The ballot will allow you to answer “yes” or “no” to this question. This is a referendum, so even if a majority of the state answers “yes,” the death penalty will not become law. Nevertheless the answer to this question should be a resounding “no.”
There has only been one execution in Wisconsin’s history. This brutal event happened over 150 years ago and caused a local newspaper to write that “we hope this will be the last execution that shall ever disgrace the mercy-expecting citizens of the State of Wisconsin.” Thankfully, it was, but this referendum may threaten that mercy.
Supporters of the death penalty suggest that people are entitled to an “eye for an eye.” When this issue was debated in the spring, a constituent of mine contacted me to say she was opposed to the death penalty, and gave me her reason why: “My father was killed by a violent crime, and I speak from experience when I say that I was and still am opposed to the death penalty.

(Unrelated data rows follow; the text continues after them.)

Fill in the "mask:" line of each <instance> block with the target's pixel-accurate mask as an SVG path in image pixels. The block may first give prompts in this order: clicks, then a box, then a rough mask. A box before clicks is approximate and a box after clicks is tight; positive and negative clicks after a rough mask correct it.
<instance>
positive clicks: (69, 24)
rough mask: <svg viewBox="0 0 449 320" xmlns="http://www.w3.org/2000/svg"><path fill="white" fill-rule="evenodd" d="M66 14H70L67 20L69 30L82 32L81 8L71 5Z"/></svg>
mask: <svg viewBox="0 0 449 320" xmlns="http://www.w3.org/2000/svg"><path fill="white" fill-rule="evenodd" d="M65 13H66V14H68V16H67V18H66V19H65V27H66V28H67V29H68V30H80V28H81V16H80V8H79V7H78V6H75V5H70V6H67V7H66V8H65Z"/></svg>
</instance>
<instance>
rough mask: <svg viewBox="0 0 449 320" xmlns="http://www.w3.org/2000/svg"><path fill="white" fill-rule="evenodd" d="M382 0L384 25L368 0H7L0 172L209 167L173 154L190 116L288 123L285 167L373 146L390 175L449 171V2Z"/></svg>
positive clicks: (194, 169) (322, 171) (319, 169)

Killing the man who killed my father would not have brought him back to life. It would just have added to the death toll.”
Others support the death penalty because they say it acts as a deterrent to violent criminals. Why then, do the states with the most executions have the highest murder rates? Wisconsin is one of twelve states without the death penalty and ten of those twelve states, including Wisconsin, have a lower homicide rate than the national average.

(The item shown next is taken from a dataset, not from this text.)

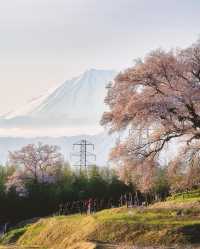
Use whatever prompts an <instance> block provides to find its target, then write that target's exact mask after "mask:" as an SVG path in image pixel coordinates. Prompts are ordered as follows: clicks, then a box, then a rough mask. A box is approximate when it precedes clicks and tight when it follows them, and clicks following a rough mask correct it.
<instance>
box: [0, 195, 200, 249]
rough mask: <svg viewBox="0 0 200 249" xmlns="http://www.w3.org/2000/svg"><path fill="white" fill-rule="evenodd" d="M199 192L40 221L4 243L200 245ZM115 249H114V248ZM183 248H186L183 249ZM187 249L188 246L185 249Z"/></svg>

Still more shocking are those who favor the death penalty simply because they think it costs less to kill a prisoner than to keep him in jail for life. This could not be farther from the truth. Death penalty cases cost more to investigate, prosecute, and appeal. These costs are a direct burden to taxpayers.
The facts are simply not on the side of the death penalty. There are no clear cut figures that support it as a deterrent, yet statistics show that a convicted killer is much more likely to receive the death penalty if the victim is white. This racial bias cannot persist when lives are at stake. Furthermore, the chance of a wrongful execution, after over 120 people have been freed from death row after being proven innocent, outweighs any perceived benefits of the death penalty.
Ultimately, the only reason this referendum is on the ballot is because of political posturing on the part of Republicans. By delaying the referendum and making sure it appears on the fall ballot, Republicans are hoping this emotional issue motivates their voting base, which traditionally supports the death penalty. I hope that this raises emotions in you so that you come out to vote in opposition to this referendum because we cannot let people play politics with the lives of our citizens.
While a “yes” result from the state will not create the death penalty, it will give supporters more reasons to bring it to the legislature. We cannot let Wisconsin take a step back 150 years in time. Join me in voting “no” on this referendum and show the world that Wisconsin is a progressive state that values justice, mercy, rationality, and human life.